Lors de l’AG, le PDG a assuré que la vacance à la direction générale n'était pas préjudiciable. En revanche, l’affaire pèse sur le moral des salariés
Olivier Pinaud
Carlos Ghosn le 29 avril 2011. Photo: Nicolas Tavernier/REA
Carlos Ghosn le 29 avril 2011. Photo: Nicolas Tavernier/REA  - 

Démis de ses fonctions le 12 avril à la suite de la fausse affaire d’espionnage, Patrick Pélata n’a toujours pas de successeur à la direction générale opérationnelle de Renault. Vendredi, lors de l’assemblée générale du constructeur, finalement calme, Carlos Ghosn, le PDG du groupe, a simplement indiqué que le comité des nominations avait engagé le processus de recrutement. Il souhaite aboutir, sans plus de précision, dans des «délais compatibles avec le fonctionnement normal d’une entreprise comme Renault».

Plusieurs noms commencent à circuler, notamment ceux de Philippe Klein, actuel directeur général adjoint en charge du plan, et de Dominique Thormann, le directeur financier. Sans citer quiconque, Marc Ladreit de Lacharrière, le président du comité des nominations, a indiqué que la personne devra présenter les «qualités et l’expérience nécessaires à la conduite d’une entreprise comme Renault» et que celles-ci devront «être reconnues aussi bien à l’intérieur du groupe qu’auprès des actionnaires». Ces derniers ont visiblement besoin de réponse. Depuis février, l’action Renault fait moins bien que l’indice DJ Auto. Une contreperformance de 10%, pas seulement due au choc du Japon puisque dans le même temps l’action Toyota perd 1% et que, comme l’affirme le groupe, les objectifs ne sont pas remis en cause.

«C’est l’ensemble de l’entreprise qui est engagée dans la réalisation du nouveau plan stratégique de l’entreprise», a assuré le PDG de Renault. Et même s’il reconnaît interroger chaque semaine ses collaborateurs pour savoir si «l’affaire a entraîné un freinage au niveau commercial», les chiffres montrent le contraire, assure la direction. En revanche, en interne, les nombreuses enquêtes montrent que l’opinion négative des salariés sur leur entreprise a progressé. Aujourd’hui, les avis négatifs et positifs sont au même niveau.

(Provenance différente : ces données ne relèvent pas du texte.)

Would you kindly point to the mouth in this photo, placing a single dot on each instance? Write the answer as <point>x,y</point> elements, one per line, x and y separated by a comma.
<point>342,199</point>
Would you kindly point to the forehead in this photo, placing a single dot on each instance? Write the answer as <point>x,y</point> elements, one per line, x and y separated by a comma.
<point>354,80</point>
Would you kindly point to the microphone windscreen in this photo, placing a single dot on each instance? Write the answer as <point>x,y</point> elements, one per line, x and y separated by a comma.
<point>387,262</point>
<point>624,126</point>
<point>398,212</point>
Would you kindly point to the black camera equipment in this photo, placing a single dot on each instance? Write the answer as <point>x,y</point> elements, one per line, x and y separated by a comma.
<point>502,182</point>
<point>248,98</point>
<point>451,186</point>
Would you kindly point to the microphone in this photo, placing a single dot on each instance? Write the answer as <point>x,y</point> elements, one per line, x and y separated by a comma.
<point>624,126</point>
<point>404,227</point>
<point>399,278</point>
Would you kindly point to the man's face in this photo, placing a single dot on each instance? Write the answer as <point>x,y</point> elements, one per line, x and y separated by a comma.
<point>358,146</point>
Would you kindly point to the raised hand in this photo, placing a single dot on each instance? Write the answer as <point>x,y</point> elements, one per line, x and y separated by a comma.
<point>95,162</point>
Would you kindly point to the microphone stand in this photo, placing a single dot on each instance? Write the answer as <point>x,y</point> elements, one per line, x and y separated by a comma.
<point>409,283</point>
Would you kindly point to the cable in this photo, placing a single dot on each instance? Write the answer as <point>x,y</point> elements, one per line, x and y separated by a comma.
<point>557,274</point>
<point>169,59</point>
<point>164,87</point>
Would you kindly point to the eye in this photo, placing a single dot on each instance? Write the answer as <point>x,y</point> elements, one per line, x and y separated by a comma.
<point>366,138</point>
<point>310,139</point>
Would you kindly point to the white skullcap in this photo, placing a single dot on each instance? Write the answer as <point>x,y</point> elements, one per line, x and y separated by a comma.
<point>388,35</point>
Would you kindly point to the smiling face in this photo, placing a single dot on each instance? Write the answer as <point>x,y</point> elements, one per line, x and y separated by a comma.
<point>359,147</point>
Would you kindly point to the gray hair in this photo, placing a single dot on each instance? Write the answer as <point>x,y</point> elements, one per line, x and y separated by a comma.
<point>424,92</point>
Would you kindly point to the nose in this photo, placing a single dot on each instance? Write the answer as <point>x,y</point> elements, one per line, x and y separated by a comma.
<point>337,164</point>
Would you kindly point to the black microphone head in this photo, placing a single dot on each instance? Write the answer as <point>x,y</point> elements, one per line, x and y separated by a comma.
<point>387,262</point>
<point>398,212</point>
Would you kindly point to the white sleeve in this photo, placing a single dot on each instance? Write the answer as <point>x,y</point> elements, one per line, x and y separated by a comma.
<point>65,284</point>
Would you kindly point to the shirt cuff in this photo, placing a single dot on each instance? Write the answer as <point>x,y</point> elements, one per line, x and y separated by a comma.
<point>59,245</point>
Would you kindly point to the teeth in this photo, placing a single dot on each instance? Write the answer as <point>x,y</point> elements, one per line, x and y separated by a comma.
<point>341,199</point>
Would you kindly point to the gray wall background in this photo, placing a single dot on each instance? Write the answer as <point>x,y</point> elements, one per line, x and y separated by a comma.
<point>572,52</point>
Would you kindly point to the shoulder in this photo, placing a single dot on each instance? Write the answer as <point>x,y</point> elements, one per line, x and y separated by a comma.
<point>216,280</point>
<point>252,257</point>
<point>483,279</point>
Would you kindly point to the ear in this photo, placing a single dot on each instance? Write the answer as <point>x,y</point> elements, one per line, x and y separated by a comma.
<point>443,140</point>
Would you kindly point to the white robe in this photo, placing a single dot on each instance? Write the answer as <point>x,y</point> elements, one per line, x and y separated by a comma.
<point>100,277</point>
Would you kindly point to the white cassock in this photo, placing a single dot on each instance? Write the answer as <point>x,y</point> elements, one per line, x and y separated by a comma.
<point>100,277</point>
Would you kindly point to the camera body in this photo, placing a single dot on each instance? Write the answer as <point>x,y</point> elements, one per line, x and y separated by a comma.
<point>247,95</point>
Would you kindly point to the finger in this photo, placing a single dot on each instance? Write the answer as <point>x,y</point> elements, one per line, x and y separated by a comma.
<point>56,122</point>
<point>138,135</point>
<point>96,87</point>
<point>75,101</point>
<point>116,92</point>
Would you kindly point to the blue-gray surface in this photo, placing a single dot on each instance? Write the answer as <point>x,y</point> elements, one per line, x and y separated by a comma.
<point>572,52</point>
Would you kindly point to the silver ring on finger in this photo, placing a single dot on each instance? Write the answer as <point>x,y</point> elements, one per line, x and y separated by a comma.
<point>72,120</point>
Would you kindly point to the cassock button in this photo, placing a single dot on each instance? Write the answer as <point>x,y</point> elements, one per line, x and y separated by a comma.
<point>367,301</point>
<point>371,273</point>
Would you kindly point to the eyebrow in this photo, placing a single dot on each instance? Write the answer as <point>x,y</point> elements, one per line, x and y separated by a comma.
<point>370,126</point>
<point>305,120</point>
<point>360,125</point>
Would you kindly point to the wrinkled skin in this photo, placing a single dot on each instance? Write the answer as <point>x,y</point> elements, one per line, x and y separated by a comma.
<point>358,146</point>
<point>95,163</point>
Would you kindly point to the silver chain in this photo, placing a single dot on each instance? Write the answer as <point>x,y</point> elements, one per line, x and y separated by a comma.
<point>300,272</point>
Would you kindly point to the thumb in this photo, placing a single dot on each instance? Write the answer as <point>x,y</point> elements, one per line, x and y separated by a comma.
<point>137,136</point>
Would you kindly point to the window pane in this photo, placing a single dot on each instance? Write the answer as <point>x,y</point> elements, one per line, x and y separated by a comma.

Quant à la question de sa démission, Carlos Ghosn a préféré laisser répondre le président du comité des nominations. «A l’unanimité, le comité a fait savoir qu’il n’y avait aucune raison de proposer la démission du PDG», a répondu laconiquement Marc Ladreit de Lacharrière. Le groupe a assuré que les dédommagements versés aux cadres injustement licenciés seront couverts par le renoncement de Carlos Ghosn et de trois hauts dirigeants à leur bonus au titre de 2010 et à l’absence de versement de stocks options. Une réponse qui a reçu quelques timides applaudissements.